12 Not that I have already obtained this or am already perfect, but I press on to make it my own, because Christ Jesus has made me his own. 13 Brothers, I do not consider that I have made it my own. But one thing I do: forgetting what lies behind and straining forward to what lies ahead, 14 I press on toward the goal for the prize of the upward call of God in Christ Jesus. 15 Let those of us who are mature think this way, and if in anything you think otherwise, God will reveal that also to you. 16 Only let us hold true to what we have attained.
Christians have a faith that rests in the confidence of an action that has been completed on their behalf. As such, there is no need to earn or merit salvation. However, consistently throughout the Philippian letter believers are exhorted to work to make their faith their own. After admonishing the people of God to focus their pursuits on the eternal reward and resurrection, Paul urges Christians to work hard to claim ownership over their faith. Of all faiths, Christianity ought to lead its adherents to a fierce and devout pursuit of its principles. Christians ought to seek to understand their own faith precisely because it is a gift that they have not earned. As such, Christians should seek to ensure their ownership over it.
Consider the motivation for such efforts in the Christian’s pursuit of God: “because Christ Jesus has made [the Christian] His own” (v.12). Paul’s motive for radical pursuit of Jesus is based on Jesus’ claim upon Paul’s soul. Think about that for a moment. The motivation for pursuit of Christ is not merely some reward that will be received as a result or some sort of position that could be achieved through obedience to Him. The motivation for a Christian to obey Christ stems from their own identity in Christ. Christians pursue holiness within the context of an eternal perspective because they are Christ followers. The identity of Christians, that is: belonging to Jesus, is what propels them toward obedience. It is a marvelous recognition of identity that strengthens the walk of a believer. When a person knows their condition and understands that they are no longer enslaved but have been set free to follow Christ, then there is abiding joy and discipleship.
Ponder for a moment what it means to be owned by Christ. He has come and rescued you in your pitiful state and has granted you a position as His brother/sister in the Kingdom of God. He has claimed you as His own and you belong to Him.
There are Christians who seems so deeply connected to Jesus that they seem to have the ability to see into the soul of anyone they speak with. They are the people who are awkward to have small talk with because they continually bring up deep truths that trouble the soul and challenge the mind. These old saints who exude wisdom and grace and manifest the Spirit of God do not become old saints overnight. This sort of maturity comes with time and practice. While every Christian has been changed in a moment, all believers must learn to live in that changed nature. So Paul testifies that he presses to make the resurrected life his own and that he has not achieved the completion of this goal.

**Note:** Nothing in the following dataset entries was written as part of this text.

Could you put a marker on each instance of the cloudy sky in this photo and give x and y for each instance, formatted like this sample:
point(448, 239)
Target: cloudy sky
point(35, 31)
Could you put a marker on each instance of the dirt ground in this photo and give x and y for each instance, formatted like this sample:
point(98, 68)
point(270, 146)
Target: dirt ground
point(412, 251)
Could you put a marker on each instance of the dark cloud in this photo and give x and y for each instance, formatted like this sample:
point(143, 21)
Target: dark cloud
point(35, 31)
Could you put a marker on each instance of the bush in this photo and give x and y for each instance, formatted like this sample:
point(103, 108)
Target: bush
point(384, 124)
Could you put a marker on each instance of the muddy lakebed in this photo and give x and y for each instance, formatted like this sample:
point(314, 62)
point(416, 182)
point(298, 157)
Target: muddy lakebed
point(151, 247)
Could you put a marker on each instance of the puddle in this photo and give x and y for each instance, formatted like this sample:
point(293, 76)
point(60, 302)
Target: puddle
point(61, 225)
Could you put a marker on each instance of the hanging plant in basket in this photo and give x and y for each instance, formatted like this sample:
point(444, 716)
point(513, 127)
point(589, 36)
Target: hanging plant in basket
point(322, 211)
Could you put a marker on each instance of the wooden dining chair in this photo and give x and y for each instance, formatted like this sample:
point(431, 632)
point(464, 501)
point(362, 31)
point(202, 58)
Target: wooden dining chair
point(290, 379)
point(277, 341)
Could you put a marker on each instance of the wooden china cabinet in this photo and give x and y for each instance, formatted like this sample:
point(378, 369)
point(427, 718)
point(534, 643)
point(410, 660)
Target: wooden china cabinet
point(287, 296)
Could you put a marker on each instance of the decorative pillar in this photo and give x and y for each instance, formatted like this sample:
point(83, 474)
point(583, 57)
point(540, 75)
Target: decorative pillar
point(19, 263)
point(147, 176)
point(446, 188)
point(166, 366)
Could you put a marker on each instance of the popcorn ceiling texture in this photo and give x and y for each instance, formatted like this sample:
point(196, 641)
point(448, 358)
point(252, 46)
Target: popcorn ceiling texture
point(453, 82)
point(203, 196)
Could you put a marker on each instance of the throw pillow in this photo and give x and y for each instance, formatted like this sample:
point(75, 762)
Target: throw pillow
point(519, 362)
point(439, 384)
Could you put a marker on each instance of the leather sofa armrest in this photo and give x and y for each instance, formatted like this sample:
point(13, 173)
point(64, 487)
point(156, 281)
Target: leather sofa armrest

Recognizing his efforts to make himself righteous were a loss (c.f. 3:2-7), Paul admits that he is not perfect.
A particular key to growth is the dismissal of one’s past. If a believer insists on clinging to their own earthly righteousness, then they will stifle their own spiritual growth. Likewise, if a believer carries the burdens of their past failures, refusing to recognize that Jesus has forgiven and transformed them, then they will find discipleship and growth to be difficult and even rare. For many people, their past successes become the glory of their present reality. But for Paul, his past successes were a hindrance to future glory. It is necessary for believers to throw off what they used to be in order to become who God has made them. A Christian’s identity cannot be discovered without removing the former identity of the sinful man. The believer must accept the truth of their changed reality, only then will a believer find satisfaction.
Paul presses forward in pursuit of “the call of God in Jesus Christ” (v. 14). There is no greater call than that of the creator of all things calling for His creation to follow in the design He has laid out. A truly converted person cannot help but desire to press forward in obedience to Christ. God has granted the believer life, and the believer pursues that life abundant in knowing Christ.
Consistent with Paul’s character and wisdom, he encourages his reader to share his attitude and perspective. He pleads with them to understand these truths with remarkable confidence that God will certainly develop in them the same mindset that He has been faithful to develop in Paul. What tremendous confidence believers have! Because of the truth that God sanctifies His own, Christians can rest in the confidence that God will bring to completion the work He has begun. (1:6)
Believer, rest in this deep truth: The Lord, Creator of all things, is working in your heart now and will bring you to maturity. It is a long race we run. Be faithful, He will bring you to where you need to be. Hold tight to these truths!